NeoGAFs Kent Brockman
Bobby Kotick likens AI revolution to Steve Jobs releasing the Macintosh
The over 30-year veteran of the Call of Duty publisher was asked during a company-wide meeting last week what role he thought AI would play at Activision Blizzard and in the larger video game field moving forward. It’s a question lots of people are asking as AI-generated stories become a flashpoint in the Hollywood writers’ strike and Google unveils new AI tools that could completely revamp how people navigate the internet.
“I’ve known Sam Weltman and the folks who are working at OpenAI for a long time,” Kotick told staff, based on a recording of the remarks shared with Kotaku. “I don’t know how much people realize that a lot of modern day AI including ChatGPT started with the idea of beating a game, whether it was Warcraft or Dota or Starcraft or Go or Chess. But what is now these large language learning model AI technologies, all started from this idea of beating a game.”
And I think one of the things that I’ve experienced over the last year is that same feeling that I had when I saw that first MacIntosh, about how meaningful the impact of AI would be on society both positive and negative. But for what we do, I think it will have a profound positive impact on the things we’ll be able to do in game development for our players. It will enable us to do things that we haven’t been able to do for a long time.
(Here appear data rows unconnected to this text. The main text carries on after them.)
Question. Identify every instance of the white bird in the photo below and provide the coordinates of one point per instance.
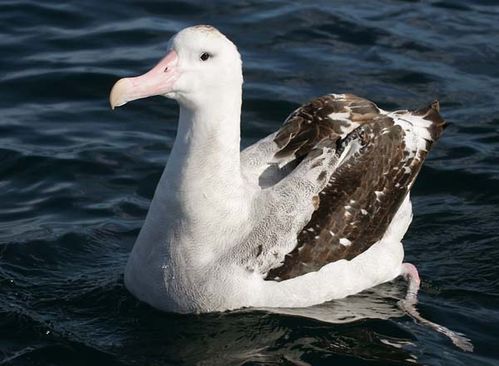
(314, 212)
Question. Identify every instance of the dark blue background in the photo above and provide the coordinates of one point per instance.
(76, 179)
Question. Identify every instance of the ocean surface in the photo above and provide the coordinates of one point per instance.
(76, 178)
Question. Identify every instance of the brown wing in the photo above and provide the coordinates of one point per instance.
(365, 192)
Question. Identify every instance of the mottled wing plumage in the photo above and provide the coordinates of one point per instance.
(365, 191)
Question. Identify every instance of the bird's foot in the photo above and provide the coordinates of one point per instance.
(408, 305)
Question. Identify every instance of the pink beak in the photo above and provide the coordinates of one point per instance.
(157, 81)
You know if you take an example of a thing like Guitar Hero, I’ve always had this vision for what a new Guitar Hero product could be but without having AI and then the processors embedded either in phones, in computers, or in game consoles that allow you to actually have the speed of processing to enable that AI, we’ve never been in a place where AI is going to have practical reality and applicability for games until now. And I think when you look out over the next five or seven years, the impact in game making is going to be extraordinary.
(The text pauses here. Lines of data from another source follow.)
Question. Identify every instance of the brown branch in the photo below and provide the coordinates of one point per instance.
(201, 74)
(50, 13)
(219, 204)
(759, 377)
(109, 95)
It’s not clear what exactly Kotick has been daydreaming about when it comes to using AI to reboot Guitar Hero. The storied rhythm-based franchise was a hit for years until it eventually imploded under the weight of rapid release schedules and too many peripherals. Maybe a new Guitar Hero would let players generate their own songs based on popular artists styles and voices, or let them jam alongside iconic musicians on the fly. It could be intriguing, and a licensing nightmare.
Kotick added that he thinks AI tools will help make games more accessible and improve how players learn about them. “If you look at games like Call of Duty we have people playing a fraction of what they can play because there’s a lot there and it’s complex to learn,” Kotick said.